I can give you two very concrete examples from our own network.
Two of our research partners are the University of Alberta and Nova Scotia Community College. At the University of Alberta, they introduced a safe home project for students. It's an emergency-type of housing for students who are intermittently, not chronically, experiencing loss of shelter for a variety of different reasons.
In Nova Scotia, we have a great deal of students who are living very close to the poverty line or below it. For other reasons—perhaps they lose their job, they get ill or they miss a paycheque—they lose their housing, so they have to choose between school or finding another job.
They introduced, in co-operation with the city, a number of programs for subsidized units in the city to specifically house students who are in emergency shelter need. As a result, they've serviced dozens of students over the last several years who have been able to stay in school, maintain their research tracks, finish their degrees and go on to their graduate degrees.
In my own work, I've taught in five provinces and two states.
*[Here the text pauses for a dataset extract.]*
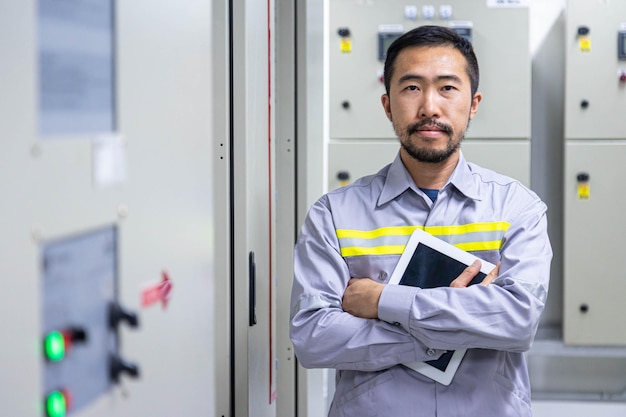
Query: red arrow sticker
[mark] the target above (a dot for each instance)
(157, 292)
Everywhere that I've been, I've worked with students who are sometimes the first in their families to go to university, especially here in Saint John. Many of them are going on to graduate school at UNB or other places, and we have a very high poverty rate here. We have an accepted narrative that it's okay to suffer through school, so you have people who have been reinventing themselves or who see their housing precarity as not a great issue, and then they get into graduate school and they're working incredible hours. They're trying to work, and then something has to go. They can't lose their housing.
In our research, 70% of students said they would leave if they faced homelessness, and that is what's happening across the board.